The further from the main temple you go, the more hidden gems you can find. I decided to take the scenic route through the back of the complex to avoid the crowds on my way home, and was pleasantly surprised by how many hidden shrines I found that were completely devoid of people. I was free to take photographs, reflect on my surroundings and even stay out of the rain without fear of being jabbed in the eye by the umbrella of a Chinese tourist. My favourite spots were the koi ponds and the gardens directly behind the main Sensō-ji temple, as well as the tiny little shrine in the far left corner, hidden behind a series of bright red and white flags, which seemed to be a popular spot for local people to come and pray in peace, before heading out to work.
My truly favourite spot of the day however had to have been the one that I stumbled across last.

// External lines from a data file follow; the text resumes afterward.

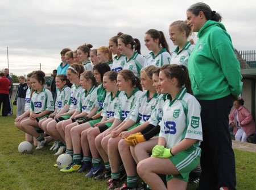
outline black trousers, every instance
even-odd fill
[[[214,100],[199,100],[203,138],[200,190],[217,190],[221,187],[236,189],[235,158],[228,130],[228,115],[233,100],[231,95]]]
[[[2,108],[2,115],[7,116],[10,111],[9,105],[9,95],[6,94],[0,94],[0,108],[2,103],[3,107]]]

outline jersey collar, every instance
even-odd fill
[[[135,59],[136,57],[137,56],[138,54],[139,54],[137,52],[135,51],[134,53],[133,53],[133,56],[131,57],[131,58],[129,59],[129,60],[127,60],[127,56],[125,57],[125,59],[126,60],[126,63],[129,62],[132,59]]]
[[[150,54],[152,56],[152,57],[153,57],[153,59],[155,59],[155,57],[156,57],[157,56],[158,56],[160,54],[161,54],[163,52],[165,52],[166,51],[167,51],[166,48],[163,48],[161,50],[159,51],[159,52],[158,52],[158,54],[156,54],[155,56],[154,56],[154,53],[152,51],[151,51]]]
[[[128,95],[127,95],[127,94],[125,92],[125,96],[126,96],[127,99],[129,99],[133,94],[134,94],[137,91],[139,91],[139,88],[136,88],[134,90],[133,90],[131,95],[129,97],[128,97]]]
[[[166,96],[166,100],[170,100],[169,106],[171,106],[174,104],[176,100],[182,100],[183,96],[187,93],[187,89],[185,87],[180,89],[180,92],[176,95],[175,98],[172,100],[172,97],[170,94]]]
[[[183,51],[183,49],[188,49],[189,47],[190,46],[191,46],[191,43],[189,42],[187,42],[186,44],[185,44],[185,46],[183,47],[183,48],[182,48],[182,49],[180,51],[179,51],[179,46],[177,46],[175,50],[174,50],[174,52],[177,54],[179,55],[180,54],[181,52],[182,52],[182,51]],[[179,51],[179,52],[178,52]]]

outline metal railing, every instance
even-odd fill
[[[246,61],[246,65],[241,67],[241,69],[255,69],[256,68],[256,50],[239,51],[239,54],[241,61]],[[238,59],[239,60],[239,59]]]

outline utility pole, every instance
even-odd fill
[[[8,54],[8,47],[7,47],[7,64],[8,64],[8,70],[9,70],[9,55]]]

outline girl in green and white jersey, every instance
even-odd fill
[[[171,55],[169,46],[162,31],[155,29],[148,30],[144,36],[145,46],[149,51],[152,51],[146,59],[144,67],[154,65],[161,67],[170,64]]]
[[[126,63],[123,69],[130,70],[136,77],[140,77],[141,70],[144,67],[145,59],[141,55],[139,40],[129,35],[122,34],[118,37],[117,42],[120,53],[126,56]]]
[[[125,55],[122,55],[117,48],[117,39],[118,36],[122,34],[123,34],[122,32],[119,32],[117,36],[111,38],[109,42],[109,49],[110,49],[113,55],[115,55],[113,58],[111,71],[114,71],[117,72],[123,69],[126,62]]]
[[[188,57],[195,47],[194,45],[188,41],[188,38],[191,35],[191,28],[184,21],[177,20],[170,24],[170,39],[174,46],[177,46],[174,52],[172,53],[171,64],[184,65],[188,67]]]
[[[89,60],[90,51],[92,47],[91,44],[86,44],[77,48],[77,58],[84,65],[84,71],[93,71],[93,65]]]
[[[106,63],[110,68],[113,64],[111,51],[106,46],[101,46],[97,49],[97,57],[101,63]]]
[[[43,148],[47,141],[36,131],[36,129],[39,127],[39,122],[54,110],[52,93],[43,87],[44,76],[44,73],[41,71],[33,72],[31,80],[32,87],[35,91],[32,94],[30,102],[30,118],[22,121],[19,126],[16,126],[21,130],[36,138],[38,141],[36,149]]]

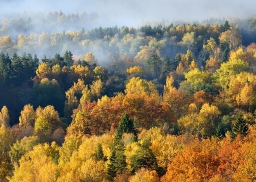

As I was getting ready to leave, I spotted a plum blossom tree, and as I hurried over to get a quick snap, I realised how perfectly aligned it was with the pagoda behind. As the rain had started to get a little heavier, many of the tourists had decided to seek shelter elsewhere so I was completely alone, and managed to get the perfect Japan postcard shot to send to my friends and family back home! I’d call that a pretty successful morning, wouldn’t you? Well, as long as my first fortune didn’t follow me home that is!